Methods and Results Human COX-1 cDNA driven by a cytomegalovirus promoter was constructed into a replication-defective adenovirus 5 vector by homologous recombination. Recombinant adenovirus without a foreign gene (Ad-RR) and buffer were included as controls. Recombinant Ad-LacZ was used for marking the transfected cells in vivo. In the in vitro experiments, cultured human endothelial cells (ECs) and porcine arterial smooth muscle cells (SMCs) were incubated with Ad-COX-1 for 2 hours and 6-keto-PGF1α level and the transgene expression were determined 72 hours after infection. In the in vivo experiments, recombinant adenoviruses were directly instilled into angioplasty-injured porcine carotid arteries for 30 minutes. Cyclic flow changes were monitored for 10 days and thrombus formation was examined histologically thereafter. Transgene expression and prostaglandin I2 (PGI2) synthesis by the injured arteries were determined. Cultured ECs infected with Ad-COX-1 produced a fivefold to eightfold increase in PGI2, and the transgene expression in cultured porcine SMCs was demonstrated by Northern analysis.
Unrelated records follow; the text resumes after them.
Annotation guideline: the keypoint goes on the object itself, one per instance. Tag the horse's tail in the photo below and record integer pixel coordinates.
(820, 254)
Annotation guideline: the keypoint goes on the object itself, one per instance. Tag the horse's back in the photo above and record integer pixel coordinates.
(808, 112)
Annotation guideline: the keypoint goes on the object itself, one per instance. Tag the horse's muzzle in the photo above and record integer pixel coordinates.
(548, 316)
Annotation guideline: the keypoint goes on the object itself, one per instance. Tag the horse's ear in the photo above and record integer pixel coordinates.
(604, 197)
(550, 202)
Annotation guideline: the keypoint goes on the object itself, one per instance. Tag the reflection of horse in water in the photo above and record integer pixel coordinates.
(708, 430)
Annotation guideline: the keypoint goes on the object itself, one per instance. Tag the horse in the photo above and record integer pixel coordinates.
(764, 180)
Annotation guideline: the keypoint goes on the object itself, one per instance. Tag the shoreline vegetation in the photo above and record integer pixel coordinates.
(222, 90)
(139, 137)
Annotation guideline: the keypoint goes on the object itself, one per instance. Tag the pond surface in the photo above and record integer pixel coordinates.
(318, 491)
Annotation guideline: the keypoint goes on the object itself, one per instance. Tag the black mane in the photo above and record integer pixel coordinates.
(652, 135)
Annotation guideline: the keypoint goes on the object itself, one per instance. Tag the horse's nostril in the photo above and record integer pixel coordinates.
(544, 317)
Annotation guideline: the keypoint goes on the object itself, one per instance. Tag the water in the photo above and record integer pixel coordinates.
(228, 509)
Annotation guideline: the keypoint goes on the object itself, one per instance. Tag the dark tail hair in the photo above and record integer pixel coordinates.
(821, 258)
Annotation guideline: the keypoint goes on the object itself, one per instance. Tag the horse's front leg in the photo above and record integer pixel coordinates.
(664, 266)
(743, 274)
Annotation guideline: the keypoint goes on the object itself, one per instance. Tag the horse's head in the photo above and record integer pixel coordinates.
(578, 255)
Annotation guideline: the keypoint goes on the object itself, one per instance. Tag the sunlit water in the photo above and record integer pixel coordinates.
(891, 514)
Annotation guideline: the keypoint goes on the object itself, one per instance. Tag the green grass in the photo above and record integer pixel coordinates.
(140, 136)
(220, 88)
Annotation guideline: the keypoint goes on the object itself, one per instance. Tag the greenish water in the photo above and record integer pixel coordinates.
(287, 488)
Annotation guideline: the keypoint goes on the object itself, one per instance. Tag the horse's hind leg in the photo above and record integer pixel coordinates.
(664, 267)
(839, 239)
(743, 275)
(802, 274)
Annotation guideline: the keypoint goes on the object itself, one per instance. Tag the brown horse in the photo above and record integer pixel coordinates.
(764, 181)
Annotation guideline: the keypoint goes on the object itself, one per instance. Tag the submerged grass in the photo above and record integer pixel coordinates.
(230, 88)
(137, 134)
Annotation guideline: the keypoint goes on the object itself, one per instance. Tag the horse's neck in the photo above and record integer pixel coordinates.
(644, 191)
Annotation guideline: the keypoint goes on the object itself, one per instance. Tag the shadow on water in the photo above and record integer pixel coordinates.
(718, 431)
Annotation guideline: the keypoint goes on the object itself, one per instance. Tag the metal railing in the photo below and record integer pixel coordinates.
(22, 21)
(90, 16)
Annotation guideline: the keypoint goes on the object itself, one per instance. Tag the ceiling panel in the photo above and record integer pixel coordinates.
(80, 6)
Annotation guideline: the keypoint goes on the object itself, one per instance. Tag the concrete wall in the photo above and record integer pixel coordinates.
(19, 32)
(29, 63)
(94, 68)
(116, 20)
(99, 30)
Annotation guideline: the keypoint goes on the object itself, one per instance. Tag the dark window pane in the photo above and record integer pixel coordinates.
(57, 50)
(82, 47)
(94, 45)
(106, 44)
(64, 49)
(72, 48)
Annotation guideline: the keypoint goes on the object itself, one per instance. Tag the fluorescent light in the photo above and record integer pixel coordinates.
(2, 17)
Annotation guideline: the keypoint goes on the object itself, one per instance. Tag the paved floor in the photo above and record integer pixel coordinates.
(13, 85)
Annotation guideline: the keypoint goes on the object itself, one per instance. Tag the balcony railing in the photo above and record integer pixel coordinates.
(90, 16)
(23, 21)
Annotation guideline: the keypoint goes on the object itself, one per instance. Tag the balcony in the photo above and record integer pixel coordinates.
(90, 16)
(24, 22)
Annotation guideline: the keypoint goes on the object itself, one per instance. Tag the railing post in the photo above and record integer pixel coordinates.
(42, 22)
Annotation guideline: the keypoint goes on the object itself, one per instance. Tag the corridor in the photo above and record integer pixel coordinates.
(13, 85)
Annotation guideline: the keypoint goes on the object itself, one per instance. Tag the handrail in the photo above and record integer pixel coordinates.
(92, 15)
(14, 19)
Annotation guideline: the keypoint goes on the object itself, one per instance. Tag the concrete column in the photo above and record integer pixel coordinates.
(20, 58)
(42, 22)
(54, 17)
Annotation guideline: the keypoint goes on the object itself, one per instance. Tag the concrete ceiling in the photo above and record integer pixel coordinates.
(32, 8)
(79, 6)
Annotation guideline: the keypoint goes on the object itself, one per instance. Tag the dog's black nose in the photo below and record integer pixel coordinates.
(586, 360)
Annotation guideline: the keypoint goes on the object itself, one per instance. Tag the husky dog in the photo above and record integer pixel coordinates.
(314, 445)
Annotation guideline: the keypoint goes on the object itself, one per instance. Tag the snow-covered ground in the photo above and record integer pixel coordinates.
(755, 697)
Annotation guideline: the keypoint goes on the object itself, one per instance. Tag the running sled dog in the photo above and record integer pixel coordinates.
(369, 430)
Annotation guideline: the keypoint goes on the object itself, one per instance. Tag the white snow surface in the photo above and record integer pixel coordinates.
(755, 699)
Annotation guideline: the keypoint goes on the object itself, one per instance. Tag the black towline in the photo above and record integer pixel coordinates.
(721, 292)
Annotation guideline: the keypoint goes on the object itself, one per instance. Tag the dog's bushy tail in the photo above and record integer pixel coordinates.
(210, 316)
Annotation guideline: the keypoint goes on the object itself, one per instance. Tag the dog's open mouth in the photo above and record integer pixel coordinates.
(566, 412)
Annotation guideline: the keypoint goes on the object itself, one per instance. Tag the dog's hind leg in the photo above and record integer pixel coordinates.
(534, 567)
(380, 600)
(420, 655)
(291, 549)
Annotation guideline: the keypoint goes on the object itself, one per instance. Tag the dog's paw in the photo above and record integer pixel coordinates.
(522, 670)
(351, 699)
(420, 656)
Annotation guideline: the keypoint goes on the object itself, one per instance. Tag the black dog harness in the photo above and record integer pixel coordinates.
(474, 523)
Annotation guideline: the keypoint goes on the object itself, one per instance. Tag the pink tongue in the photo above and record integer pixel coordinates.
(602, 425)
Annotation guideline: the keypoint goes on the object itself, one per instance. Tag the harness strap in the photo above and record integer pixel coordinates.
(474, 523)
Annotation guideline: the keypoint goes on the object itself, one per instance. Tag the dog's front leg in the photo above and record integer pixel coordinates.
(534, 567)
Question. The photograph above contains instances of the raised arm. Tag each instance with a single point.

Direct administration of Ad-COX-1 at a dose of 3×1010 pfu completely inhibited carotid cyclic flow changes and thrombus formation accompanied by a fourfold increase in PGI2 synthesis by the injured arteries 10 days after infection, whereas Ad-COX-1 at a lower dose, 5×109 pfu, had no antithrombotic effects when compared with Ad-RR vector and buffer controls.
Conclusions Adenovirus-mediated transfer of COX-1 to angioplasty-injured carotid arteries was efficacious in augmenting PGI2 synthesis and was associated with an inhibition of thrombosis when a relatively high titer of adenovirus was instilled.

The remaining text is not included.